Le Banni des îles (Outcast of the islands) – de Carol Reed – 1951
Dans l’Asie colonisée de la fin du 19e siècle, un jouisseur britannique cynique et peu scrupuleux perd en quelques heures son job et son foyer. Il réussit à fuir la police qui le recherche en manipulant un capitaine de bateau, le seul homme qui lui ait jamais donné sa chance, et qui l’emmène jusqu’à une île inaccessible, par une voie maritime dont lui seul a le secret.
Après Le Troisième Homme, Carol Reed se sent visiblement en confiance, et plein d’ambition. Il porte son dévolu sur un roman de Joseph Conrad, et réaffirme son goût pour les immersions dans des décors inédits, pour un cinéma à visée ethnologique, qui ne sacrifie pas pour autant le récit et ses drames.
Le destin de ce « héros », sale type antipathique dont on a bien du mal à plaindre la déroute, est surtout l’occasion de confronter son regard d’occidental (celui du personnage comme celui du cinéaste) à une culture dont il ne connaît visiblement pas grand-chose, mais qu’il découvre avec une fascination manifeste, et dont il cherche à capter l’esprit avec des décors naturels pour l’essentiel, et de nombreux figurants hindous.

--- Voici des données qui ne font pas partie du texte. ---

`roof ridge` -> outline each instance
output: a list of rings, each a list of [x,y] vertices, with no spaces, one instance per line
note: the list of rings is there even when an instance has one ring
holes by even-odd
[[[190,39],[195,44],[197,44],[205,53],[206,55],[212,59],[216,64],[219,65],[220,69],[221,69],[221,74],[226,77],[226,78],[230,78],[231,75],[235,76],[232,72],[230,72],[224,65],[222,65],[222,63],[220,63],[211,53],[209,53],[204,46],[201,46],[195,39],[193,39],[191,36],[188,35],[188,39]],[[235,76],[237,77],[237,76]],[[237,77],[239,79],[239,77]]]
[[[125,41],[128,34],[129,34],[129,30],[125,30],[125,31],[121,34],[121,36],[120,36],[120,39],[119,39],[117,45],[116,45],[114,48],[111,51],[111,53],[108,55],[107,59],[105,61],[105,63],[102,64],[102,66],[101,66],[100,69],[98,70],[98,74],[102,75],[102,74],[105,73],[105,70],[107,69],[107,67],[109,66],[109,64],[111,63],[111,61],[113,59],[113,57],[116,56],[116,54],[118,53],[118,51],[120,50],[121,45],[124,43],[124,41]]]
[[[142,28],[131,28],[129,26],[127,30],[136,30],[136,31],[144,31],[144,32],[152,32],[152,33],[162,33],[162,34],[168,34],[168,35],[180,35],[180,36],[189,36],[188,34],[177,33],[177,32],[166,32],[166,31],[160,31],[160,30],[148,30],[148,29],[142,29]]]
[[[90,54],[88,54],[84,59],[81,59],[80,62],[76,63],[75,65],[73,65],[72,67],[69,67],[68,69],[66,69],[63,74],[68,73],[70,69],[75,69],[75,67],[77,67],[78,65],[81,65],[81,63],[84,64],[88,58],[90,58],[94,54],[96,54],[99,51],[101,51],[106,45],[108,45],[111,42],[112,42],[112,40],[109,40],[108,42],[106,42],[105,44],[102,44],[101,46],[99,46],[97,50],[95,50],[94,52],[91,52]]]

Ambitieux, le film n’est pourtant qu’à moitié réussi. Il semble même y avoir là deux films qui peinent à se comprendre. D’un côté, ces images fascinantes de la vie dans ce village sur le fleuve, avec de nombreux gros plans sur des gueules qui semblent surprises dans leur quotidien, comme des images volées à une société disparue. De l’autre, des compromis impardonnables pour un tel sujet, avec des acteurs européens lourdement maquillés pour jouer les personnages d’indigènes les plus importants. Gênant.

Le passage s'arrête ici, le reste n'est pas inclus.